Debate to the death
Poll numbers reveal underwhelming support to ban death penalty
Over the past decade, the death penalty has grown increasingly unpopular. In 2011, 43 inmates were executed nationwide. In 1999, Texas alone executed more than twice that number. In California, executions have been halted since 2006, after the lethal-injection protocol was declared unconstitutional. And this November, supporters for Proposition 34 hope to extend that moratorium indefinitely.
Prop. 34 proposes replacing the death penalty with life without possibility of parole. It would also earmark $100 million for investigating unsolved murders and rapes, and would force killers to work in prison to help pay restitution to victims. The debate is as impassioned as it is divisive, and a recent Los Angeles Times poll showed only 38 percent support for the measure.
Since 1977, 750 people have been sentenced to death in California state courts, but only 13 have been executed, while 77 have died of natural causes or committed suicide. Despite its infrequent use, capital punishment has cost state taxpayers at least $4 billion in the past three decades.
“We have spent all of this money pretending that people are going to be executed,” said Jeanne Woodford, an ex-warden at San Quentin State Prison and a backer of Prop. 34.
Woodford also contends that California has gotten little back in return. “The death penalty does not improve public safety at all,” she said. “It is not a deterrent. It does nothing to better our lives in any way.”

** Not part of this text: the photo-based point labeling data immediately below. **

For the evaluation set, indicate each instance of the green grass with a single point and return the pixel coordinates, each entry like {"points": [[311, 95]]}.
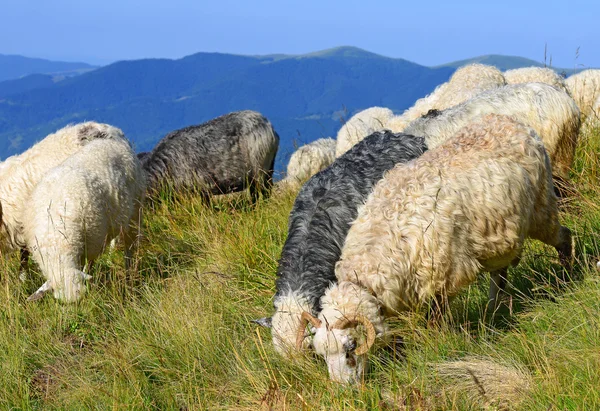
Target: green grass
{"points": [[178, 333]]}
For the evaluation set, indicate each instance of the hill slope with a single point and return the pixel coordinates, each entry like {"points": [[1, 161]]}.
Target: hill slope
{"points": [[304, 96], [13, 67]]}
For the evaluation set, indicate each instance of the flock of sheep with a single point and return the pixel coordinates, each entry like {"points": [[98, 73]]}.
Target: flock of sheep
{"points": [[397, 212]]}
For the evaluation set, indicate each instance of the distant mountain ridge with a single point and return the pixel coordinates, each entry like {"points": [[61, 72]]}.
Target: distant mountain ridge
{"points": [[14, 67], [305, 96]]}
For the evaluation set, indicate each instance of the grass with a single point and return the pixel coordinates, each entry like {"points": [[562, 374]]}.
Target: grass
{"points": [[178, 333]]}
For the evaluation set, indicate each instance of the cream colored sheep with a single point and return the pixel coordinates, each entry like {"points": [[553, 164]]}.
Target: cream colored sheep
{"points": [[309, 159], [535, 75], [77, 208], [467, 82], [19, 175], [430, 226], [361, 125], [585, 89], [550, 112]]}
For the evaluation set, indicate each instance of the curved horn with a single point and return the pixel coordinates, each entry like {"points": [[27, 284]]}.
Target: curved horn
{"points": [[305, 318], [349, 321]]}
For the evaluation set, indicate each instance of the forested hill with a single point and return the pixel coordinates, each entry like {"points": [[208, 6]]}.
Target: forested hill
{"points": [[306, 96]]}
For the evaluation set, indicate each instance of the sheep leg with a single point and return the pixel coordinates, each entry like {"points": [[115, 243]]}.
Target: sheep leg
{"points": [[131, 237], [565, 250], [497, 286], [437, 309], [41, 292], [24, 268], [267, 184]]}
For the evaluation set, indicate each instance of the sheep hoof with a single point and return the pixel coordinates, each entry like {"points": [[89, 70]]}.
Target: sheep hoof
{"points": [[40, 293]]}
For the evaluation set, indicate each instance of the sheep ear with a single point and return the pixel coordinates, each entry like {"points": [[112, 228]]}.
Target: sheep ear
{"points": [[264, 322]]}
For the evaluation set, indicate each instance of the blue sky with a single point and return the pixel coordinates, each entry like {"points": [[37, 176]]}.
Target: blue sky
{"points": [[426, 32]]}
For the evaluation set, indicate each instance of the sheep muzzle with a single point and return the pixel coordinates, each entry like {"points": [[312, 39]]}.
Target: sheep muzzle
{"points": [[305, 318], [351, 321]]}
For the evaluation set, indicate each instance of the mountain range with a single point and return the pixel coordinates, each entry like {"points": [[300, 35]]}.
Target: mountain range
{"points": [[305, 96]]}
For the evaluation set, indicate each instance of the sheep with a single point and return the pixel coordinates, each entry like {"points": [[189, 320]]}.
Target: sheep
{"points": [[466, 82], [77, 208], [318, 224], [550, 112], [361, 125], [308, 160], [142, 156], [536, 75], [226, 154], [19, 174], [585, 89], [429, 227]]}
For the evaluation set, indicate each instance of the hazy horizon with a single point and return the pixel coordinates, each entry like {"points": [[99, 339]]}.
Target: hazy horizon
{"points": [[430, 33]]}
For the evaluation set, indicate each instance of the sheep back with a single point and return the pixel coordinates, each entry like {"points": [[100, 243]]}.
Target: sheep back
{"points": [[309, 159], [361, 125], [536, 75], [21, 173], [325, 207], [550, 112], [431, 225], [79, 206], [220, 156]]}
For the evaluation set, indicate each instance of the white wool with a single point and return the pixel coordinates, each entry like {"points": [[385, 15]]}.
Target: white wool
{"points": [[550, 112], [536, 75], [78, 207], [19, 174], [360, 126], [466, 82], [309, 159], [431, 225], [286, 320]]}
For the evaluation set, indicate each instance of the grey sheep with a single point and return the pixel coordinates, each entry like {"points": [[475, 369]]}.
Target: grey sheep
{"points": [[320, 219], [227, 154]]}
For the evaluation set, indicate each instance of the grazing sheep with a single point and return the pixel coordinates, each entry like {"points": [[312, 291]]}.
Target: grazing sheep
{"points": [[429, 227], [20, 174], [550, 112], [77, 208], [535, 75], [143, 155], [309, 159], [318, 223], [585, 89], [361, 125], [466, 82], [226, 154]]}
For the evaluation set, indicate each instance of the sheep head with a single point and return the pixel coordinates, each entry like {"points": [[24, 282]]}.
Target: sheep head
{"points": [[338, 344]]}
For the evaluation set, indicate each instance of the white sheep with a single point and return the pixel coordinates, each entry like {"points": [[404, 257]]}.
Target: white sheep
{"points": [[361, 125], [77, 208], [585, 89], [550, 112], [535, 75], [429, 227], [19, 174], [466, 82], [309, 159]]}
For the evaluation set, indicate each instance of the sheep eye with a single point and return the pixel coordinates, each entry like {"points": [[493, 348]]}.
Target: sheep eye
{"points": [[350, 346], [350, 360]]}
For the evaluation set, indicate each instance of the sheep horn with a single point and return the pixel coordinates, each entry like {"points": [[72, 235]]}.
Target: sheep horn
{"points": [[349, 321], [305, 318]]}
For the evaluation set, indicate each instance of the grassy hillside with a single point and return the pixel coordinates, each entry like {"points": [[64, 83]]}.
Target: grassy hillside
{"points": [[304, 96], [177, 333]]}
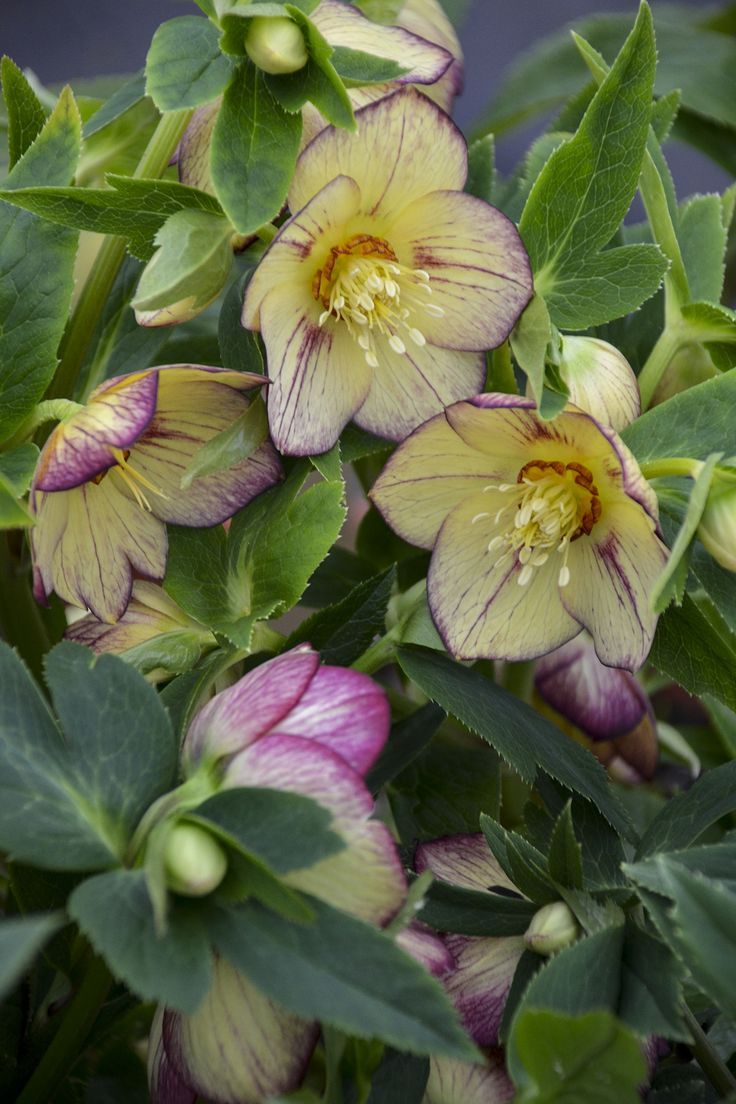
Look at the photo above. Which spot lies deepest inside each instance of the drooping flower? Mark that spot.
(605, 707)
(376, 299)
(108, 479)
(537, 529)
(295, 725)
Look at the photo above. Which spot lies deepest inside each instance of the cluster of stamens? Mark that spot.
(363, 285)
(134, 479)
(553, 503)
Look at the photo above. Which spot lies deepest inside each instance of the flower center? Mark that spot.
(363, 285)
(553, 505)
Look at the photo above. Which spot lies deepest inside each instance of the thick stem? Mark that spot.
(72, 1035)
(712, 1065)
(102, 276)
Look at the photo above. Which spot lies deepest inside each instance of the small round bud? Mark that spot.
(194, 861)
(276, 44)
(553, 929)
(717, 528)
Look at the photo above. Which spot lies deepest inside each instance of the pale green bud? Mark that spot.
(194, 861)
(276, 44)
(553, 929)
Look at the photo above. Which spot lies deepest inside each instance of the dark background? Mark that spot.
(65, 39)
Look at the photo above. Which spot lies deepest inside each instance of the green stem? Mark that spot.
(658, 361)
(102, 276)
(72, 1033)
(712, 1065)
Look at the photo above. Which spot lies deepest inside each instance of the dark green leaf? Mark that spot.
(254, 150)
(116, 914)
(184, 66)
(344, 973)
(524, 739)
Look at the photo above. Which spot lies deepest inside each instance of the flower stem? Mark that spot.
(86, 314)
(712, 1065)
(72, 1033)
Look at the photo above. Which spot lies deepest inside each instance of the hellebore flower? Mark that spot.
(289, 724)
(376, 299)
(108, 478)
(606, 708)
(155, 634)
(537, 529)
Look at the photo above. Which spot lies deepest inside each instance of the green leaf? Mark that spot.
(342, 972)
(694, 423)
(342, 632)
(521, 736)
(585, 189)
(286, 831)
(255, 142)
(20, 941)
(184, 66)
(565, 858)
(689, 649)
(116, 914)
(565, 1059)
(688, 815)
(25, 114)
(35, 271)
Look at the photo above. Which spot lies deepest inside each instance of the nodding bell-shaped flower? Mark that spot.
(108, 479)
(537, 530)
(604, 707)
(599, 380)
(276, 44)
(377, 298)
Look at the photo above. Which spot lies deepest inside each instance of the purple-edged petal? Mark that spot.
(404, 148)
(424, 61)
(240, 1047)
(343, 710)
(409, 388)
(247, 710)
(475, 596)
(190, 412)
(454, 1082)
(604, 702)
(87, 542)
(427, 476)
(479, 985)
(83, 446)
(612, 574)
(479, 272)
(461, 860)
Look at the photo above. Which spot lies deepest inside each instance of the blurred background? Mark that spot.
(65, 39)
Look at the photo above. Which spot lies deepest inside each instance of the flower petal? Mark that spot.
(88, 541)
(611, 577)
(427, 476)
(238, 1047)
(247, 710)
(409, 388)
(341, 25)
(404, 148)
(604, 702)
(300, 247)
(82, 447)
(479, 272)
(343, 710)
(480, 982)
(475, 597)
(189, 413)
(462, 860)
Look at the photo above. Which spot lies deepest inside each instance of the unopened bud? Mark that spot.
(276, 44)
(717, 528)
(553, 929)
(194, 861)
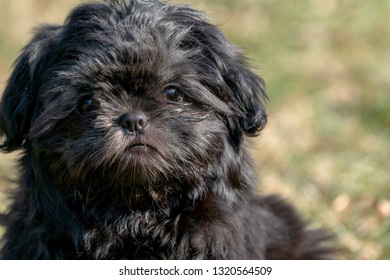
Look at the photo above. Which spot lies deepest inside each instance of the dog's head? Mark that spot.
(138, 91)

Another reason law-enforcement types support Prop. 34 is the death penalty’s cost. If it were repealed, California could save $180 million a year, according to a Loyola Law School Los Angeles study.

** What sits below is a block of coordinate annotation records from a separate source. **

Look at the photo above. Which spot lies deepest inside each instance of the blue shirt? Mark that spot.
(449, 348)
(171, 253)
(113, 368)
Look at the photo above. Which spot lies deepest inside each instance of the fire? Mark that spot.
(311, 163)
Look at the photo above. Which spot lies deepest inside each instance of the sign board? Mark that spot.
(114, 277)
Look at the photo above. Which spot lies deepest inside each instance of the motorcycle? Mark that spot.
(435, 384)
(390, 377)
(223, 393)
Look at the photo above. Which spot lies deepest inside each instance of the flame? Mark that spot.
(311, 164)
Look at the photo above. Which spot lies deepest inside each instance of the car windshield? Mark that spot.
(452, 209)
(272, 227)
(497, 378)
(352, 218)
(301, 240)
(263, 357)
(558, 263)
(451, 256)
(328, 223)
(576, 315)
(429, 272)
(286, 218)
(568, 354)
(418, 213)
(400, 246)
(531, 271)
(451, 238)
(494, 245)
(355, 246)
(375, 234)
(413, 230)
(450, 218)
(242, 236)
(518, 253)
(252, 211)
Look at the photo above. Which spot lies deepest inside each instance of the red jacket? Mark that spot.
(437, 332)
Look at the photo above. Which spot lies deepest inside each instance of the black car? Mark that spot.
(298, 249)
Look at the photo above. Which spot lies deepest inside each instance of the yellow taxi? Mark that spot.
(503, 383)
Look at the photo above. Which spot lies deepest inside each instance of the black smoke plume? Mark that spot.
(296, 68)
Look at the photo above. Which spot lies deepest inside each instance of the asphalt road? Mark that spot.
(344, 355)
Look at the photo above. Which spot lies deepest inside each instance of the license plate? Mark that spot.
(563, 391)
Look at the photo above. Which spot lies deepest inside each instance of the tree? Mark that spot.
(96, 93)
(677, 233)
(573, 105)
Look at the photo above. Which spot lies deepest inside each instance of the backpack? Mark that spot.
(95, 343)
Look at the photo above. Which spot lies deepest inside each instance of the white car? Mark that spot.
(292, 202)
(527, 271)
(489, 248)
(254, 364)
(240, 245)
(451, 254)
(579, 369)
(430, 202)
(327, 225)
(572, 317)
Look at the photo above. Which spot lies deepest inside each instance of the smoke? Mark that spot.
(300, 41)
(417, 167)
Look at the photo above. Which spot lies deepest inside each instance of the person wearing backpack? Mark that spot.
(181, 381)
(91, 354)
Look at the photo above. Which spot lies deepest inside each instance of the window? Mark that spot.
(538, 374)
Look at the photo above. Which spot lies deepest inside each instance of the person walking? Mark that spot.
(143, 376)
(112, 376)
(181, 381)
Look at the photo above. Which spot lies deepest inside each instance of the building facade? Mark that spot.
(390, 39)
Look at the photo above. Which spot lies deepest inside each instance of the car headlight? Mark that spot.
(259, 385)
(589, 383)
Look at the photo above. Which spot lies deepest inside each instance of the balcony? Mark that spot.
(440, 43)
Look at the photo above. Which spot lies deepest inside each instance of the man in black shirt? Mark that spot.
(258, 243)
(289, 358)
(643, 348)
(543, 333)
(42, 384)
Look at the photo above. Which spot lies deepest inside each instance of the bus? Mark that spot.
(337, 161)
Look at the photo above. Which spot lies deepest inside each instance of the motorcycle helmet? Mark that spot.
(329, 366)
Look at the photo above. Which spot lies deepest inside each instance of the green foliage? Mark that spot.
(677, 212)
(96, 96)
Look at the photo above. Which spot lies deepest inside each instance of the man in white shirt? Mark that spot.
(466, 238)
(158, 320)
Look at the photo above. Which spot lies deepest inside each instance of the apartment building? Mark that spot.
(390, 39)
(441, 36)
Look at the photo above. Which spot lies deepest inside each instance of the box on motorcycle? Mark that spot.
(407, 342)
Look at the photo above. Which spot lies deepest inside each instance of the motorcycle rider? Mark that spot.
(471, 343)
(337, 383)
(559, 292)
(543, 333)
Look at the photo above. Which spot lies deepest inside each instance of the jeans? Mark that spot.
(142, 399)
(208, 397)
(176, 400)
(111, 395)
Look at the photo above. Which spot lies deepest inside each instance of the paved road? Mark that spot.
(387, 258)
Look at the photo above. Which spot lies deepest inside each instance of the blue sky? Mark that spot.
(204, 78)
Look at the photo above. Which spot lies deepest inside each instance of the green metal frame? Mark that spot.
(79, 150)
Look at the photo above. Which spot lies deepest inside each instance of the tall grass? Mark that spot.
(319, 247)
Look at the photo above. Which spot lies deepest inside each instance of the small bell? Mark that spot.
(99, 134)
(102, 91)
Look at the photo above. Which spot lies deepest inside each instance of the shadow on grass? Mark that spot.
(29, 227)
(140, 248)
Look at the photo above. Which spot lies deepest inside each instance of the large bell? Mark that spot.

However, while many major police departments desperately need more funds, there is still strong opposition to Prop. 34 from law-enforcement agencies.
Ron Cottingham, president of the Sacramento-based Peace Officers Research Association of California, is one of the measure’s biggest critics. He contends that the arguments made against the death penalty are deceptive and exaggerated.
“Capital punishment is very judiciously reviewed and applied,” he argued. “It’s only the worst-of-the-worst cases that are actually charged with a capital offense across California.”
Cottingham believes that the problem lies in the exhaustive appeals process. Once sentenced to death, convicts are entitled to a number of appeals under the law. The first is automatic, and it typically takes about a decade to run through the Supreme Court of California. After that, there are both state and federal habeas corpus appeals. It’s normally another 12 years before that process concludes, at which point it isn’t uncommon for the federal court to send the case back to the state level, thereby repeating the process. As a result, the average time for a death-penalty case to go from trial to execution is 25 years, and in 2010, the appeals alone cost taxpayers $58 million.
Backers of Prop. 34 agree that this appeals process is dysfunctional. Along with the huge price tag, the lengthy process takes a toll on crime victims. As many death-row cases are appealed multiple times, the victims’ families often has to return to court over and over again.
“It’s emotionally draining, it’s financially draining, it’s psychologically draining,” said Deldelp Medina, the Northern California victims-outreach coordinator for Death Penalty Focus, a group that supports Prop. 34. “It’s not a process that helps anyone heal in any way, shape or form.”
Opponents of the measure, however, believe that if the appeals process were fixed, the death penalty would work in California. Many point to Texas and Virginia as examples of how capital punishment can work. Both states run capital murder cases through the legal system quickly, resulting in a shorter duration between sentencing and execution. However, this shortened judicial process has led to numerous questionable executions. Also, in both Texas and Virginia, a death-penalty sentence continues to cost notably more than that of life without the possibility of parole.